The current market correction claimed yet another victim on Monday – Alliance Data Systems (ADS 42.48). With the announcement that the Blackstone Group (NYSE:BX) felt the conditions of their merger agreement could not be met, ADS’ stock plummeted 23.12 – a whooping 35%. In their press release, ADS said that Blackstone “does not anticipate the condition to closing the merger relating to obtaining approvals from the Office of the Comptroller of the Currency [OCC] will be satisfied.” ADS indicated that it felt the conditions could be met, which seems reasonable, considering the thousands of bank mergers that have been executed over the last 15 years. It’s hard to point to another bank deal that couldn’t get done because of a regulatory issue that didn’t involve market share. And it’s not like Blackstone is new at doing deals. It seems more likely that the 81.75 looked a little to rich considering market conditions. On Monday, the market reacted as if the deal is dead, which it probably is.
Although the news is disappointing to investors who were hoping to receive the 81.75 merger price in the very near term, these developments open the door for other investors seeking an outstanding company at a very reasonable price.
ADS provides marketing, credit and transaction services to over 600 clients. These services include the AIR MILES Reward Program (the largest coalition loyalty program in Canada) and providing retailers with private label credit card programs. More generally, ADS helps its clients find new customers and build loyalty in their existing customer base. It is primarily a relationship business, with most of ADS clients signed to contracts of three to five years in duration. ADS has two bank subsidiaries – lack of approval from bank regulators killed the merger deal, according to Blackstone.
With yesterday’s announcement and the 35% drop in price, ADS now trades at just 9.9 times consensus 2008 EPS. It seems to be incredibly cheap for a company with historical five-year growth rates of 21% for revenue and 40% for EPS. Looking forward, the consensus estimated EPS five-year growth rate is 18%. So far, ADS has not reported any problems related to credit quality issues.
On May 16, 2007, the day prior to the merger announcement, ADS closed at 62.96. While the S&P 500 has declined 10.6% from that date, ADS has sunk 32.5%. And though the outlook for many companies, especially those tied to retail and finance, has weakened considerably since that time, ADS has reported two strong quarters and has preannounced results for the December quarter, which are right in line with expectations.

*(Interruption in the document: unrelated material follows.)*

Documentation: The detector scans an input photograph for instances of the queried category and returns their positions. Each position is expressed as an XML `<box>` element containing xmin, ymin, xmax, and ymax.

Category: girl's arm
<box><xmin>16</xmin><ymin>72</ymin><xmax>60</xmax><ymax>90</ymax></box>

No doubt yesterday’s stock price movement reflected the exit of short-term players, including hedge funds and arbitrageurs. Over the course of the next several months, these traders should be replaced by both long-term value and growth investors. In addition, it would not be surprising to see ADS aggressively purchase its own shares at these levels.
Indeed, while it seems clear that Blackstone was no longer interested in buying ADS at 81.75 per share, one would have to believe that they would find a way to close the deal if they could do it at 43 – that would be a steal. Luckily, it’s a price that is available to everyone else today.
Disclosure: Author owns a position in ADS and manages accounts which hold ADS.